Former President Jean-Bertrand Aristide’s triumphant return to Haiti after seven years of forced exile in South Africa signals a new stage in the Caribbean country’s popular and democratic struggle just as a resurgent right wing prepares to lay electoral claim—for the first time ever—to the country’s presidency in a controversial US-backed presidential poll on Sunday.
“Today may the Haitian people mark the end of exile and coup d’état, while peacefully we must move from social exclusion to social inclusion,” said Aristide, referring to the bloody 2004 US-backed coup, the second time he was driven from power after being elected with huge popular majorities.
Aristide’s return comes at a key turning point in the country’s history. Bolstered by a 14,000-strong UN military occupation known as MINUSTAH, and massive international aid following the January 2010 earthquake, Haiti’s tiny right-wing elite have become stronger, economically and politically, than at any time in the last twenty-five years.
This has been dramatically underscored by the return of former dictator Jean-Claude “Baby Doc” Duvalier from France earlier this year and an openly fraudulent electoral process that has barred Haiti’s most popular political party —Aristide’s Fanmi Lavalas—from participation and put forth two right-wing candidates.

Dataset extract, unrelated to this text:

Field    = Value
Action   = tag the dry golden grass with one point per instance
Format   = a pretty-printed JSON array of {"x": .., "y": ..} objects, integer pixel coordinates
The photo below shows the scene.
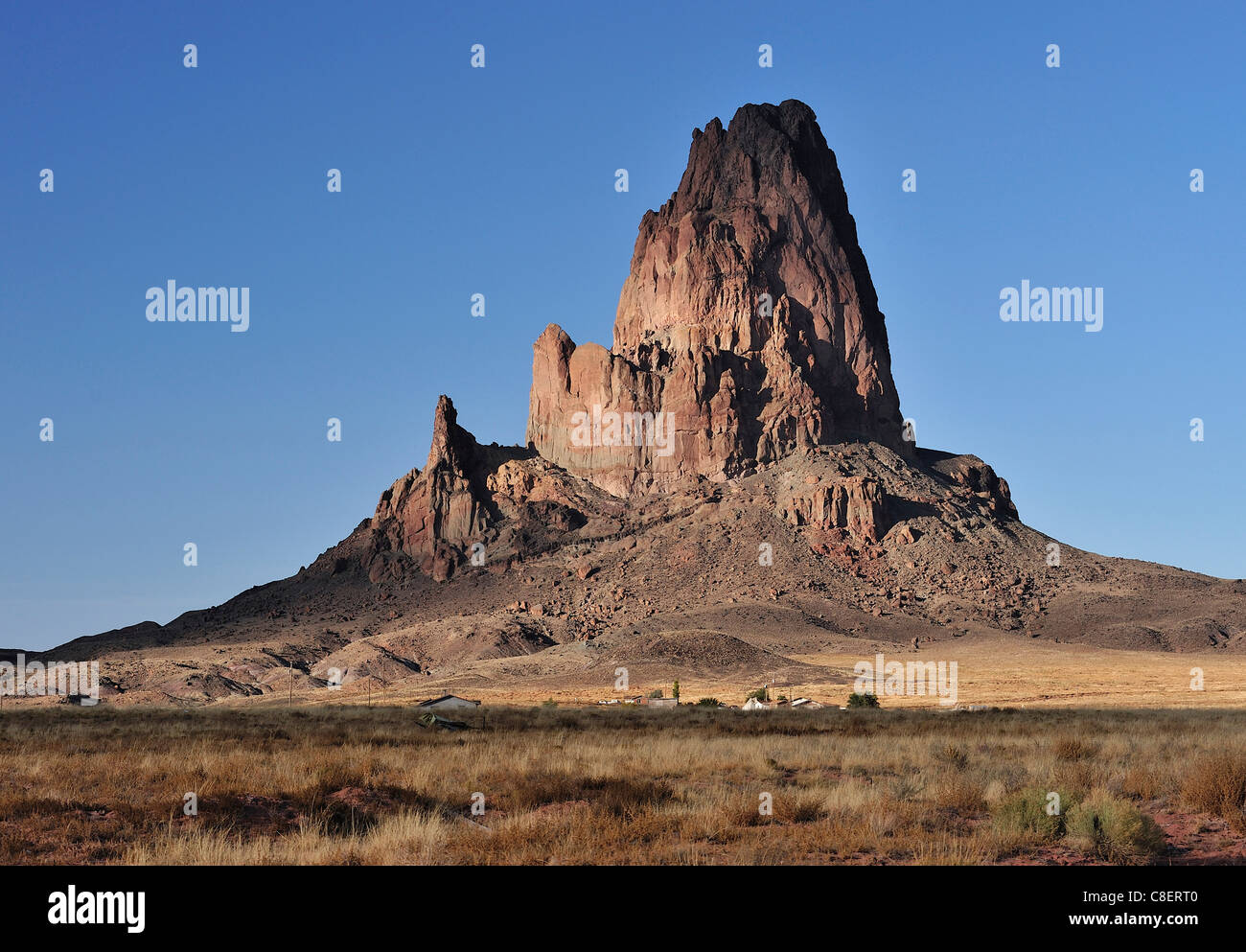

Michel “Sweet Micky” Martelly, 50, a popular konpa musician, faces off against Mirlande Manigat, 70, the wife, and some say surrogate, of a former right-wing president. Both candidates backed the 1991 and the 2004 coups against Aristide and support the return of the Haitian army, which Aristide disbanded in 1995.
“The international community is imposing their will, using the guns of the UN troops, to impose two very right-wing candidates with Duvalierist elements on the Haitian people,” noted Pierre Labossière of the San Francisco-based Haiti Action Committee.
Aristide’s return, which threatens the resurgent neo-Duvalierist movement and represents a victory for the popular movement, changes the political equation, according to many grassroots activists.
The extent of Aristide’s influence is clear from recently released Wikileaks cables.
A June 2005 State Department cable describes the US and Brazilian governments agreeing “that all efforts must be made to keep Aristide from returning to Haiti or influencing the political process.” In another just released 2005 cable, US and French diplomats threatened to block South Africa’s seating on the UN Security Council unless South African President Thabo Mbeki managed to keep Aristide in exile there.
The French said Aristide’s return would be “catastrophic” and even plotted to hinder Aristide in the logistics of reaching Haiti by air from South Africa.